Expert: Banning Cats as Pets May Have Unintended Negative Consequences
Source Newsroom: Cornell University
Bruce Kornreich, feline health expert and Associate Director for Education and Outreach at the Feline Health Center of Cornell University’s College of Veterinary Medicine, is available to discuss the controversy over New Zealand environmental advocate Gareth Morgan’s campaign to ban cats as pets and the larger issue of eradicating one species to protect another.
“The interaction among species, both domesticated and wild, is a complex issue that has been the subject of research for many years. Efforts to understand the effects of the activity of one species on another often produce unexpected results; and what may seem like a simple cause and effect relationship between the activity of one species on populations of another has, in many cases, ultimately proven to be significantly more complicated than initially expected.
“The effect of feline predation on native bird populations is an important issue. It is undeniable that cats do prey on birds, and that in some cases this predation can have negative impacts on native bird populations. It is important to point out, however, that some studies have shown that birds are much more adaptable to predation than initially thought, and that, in fact, in some cases feline predation may impart a survival advantage to native bird populations by controlling rodent or other potential predator populations, for example.
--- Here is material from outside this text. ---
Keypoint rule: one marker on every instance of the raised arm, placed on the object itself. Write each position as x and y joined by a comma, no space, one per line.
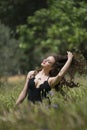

Continued research is required in order to understand the potential effects of cats on not only birds, but other species as well.
“While we are sympathetic to the emotions that may motivate some individuals to eradicate one species in order to protect another, we feel that this approach is a hasty one, and that it may result in unforeseen negative effects on the ecosystem that people with good intentions are trying to protect.
“Issues such as the control of feral cat populations, optimization of habitat for native bird species, and education of cat owners about the potential effects of cats on bird species certainly warrant our support, but we feel that the banning of cats in this case would be a rash decision, and one that may have unintended consequences for the ecosystem that Mr. Morgan obviously cares so deeply for.”